Before a project begins, it is worth taking time to identify which risks the contract places on each party. Ground conditions, design responsibility, programme delays, and supply chain issues should all be clearly understood. Surprises during construction are difficult enough without discovering that unexpected risks were quietly accepted at the start.
3. Maintain strong payment discipline.
Cashflow problems often appear before other warning signs. Submitting payment claims correctly, responding promptly to payment schedules, and addressing delays early can prevent financial pressure from escalating unnecessarily.
4. Document changes and instructions carefully.
Many disagreements arise not from the work itself but from uncertainty about what was instructed. Ensuring that variations, instructions, and key discussions are recorded clearly can prevent confusion later in the project.
5. Keep a close eye on project signals.
Slow payment cycles, repeated programme adjustments, or increasing disputes between parties are often early indicators that a project is becoming strained. Recognising these signals early allows teams to address issues before they grow into larger problems.

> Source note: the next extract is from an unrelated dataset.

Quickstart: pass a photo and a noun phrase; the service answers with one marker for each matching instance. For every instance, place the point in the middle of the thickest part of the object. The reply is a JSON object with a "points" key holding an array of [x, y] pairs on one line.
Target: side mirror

None of these actions are complicated. Yet they can make a significant difference when projects begin to encounter pressure.
A Moment for Reflection
None of the current industry conditions and the sector reactions suggests that contractor failure is inevitable. Many companies continue to deliver successful projects despite difficult conditions, supported by strong management, careful commercial oversight, and collaborative project teams.
But the recurring pattern of insolvencies across the sector does invite a moment of reflection.
If the same issues continue to appear, from the thin margins, high risk transfer, to intense competition, it may be worth asking whether the industry is comfortable with the system it has created.
Construction has always required resilience. But resilience alone cannot carry an industry forever. Sometimes progress begins with a simple acknowledgement: that certain patterns we see today are not isolated events, but signals of how the system itself operates.
Recognising those patterns is often the first step toward building something stronger.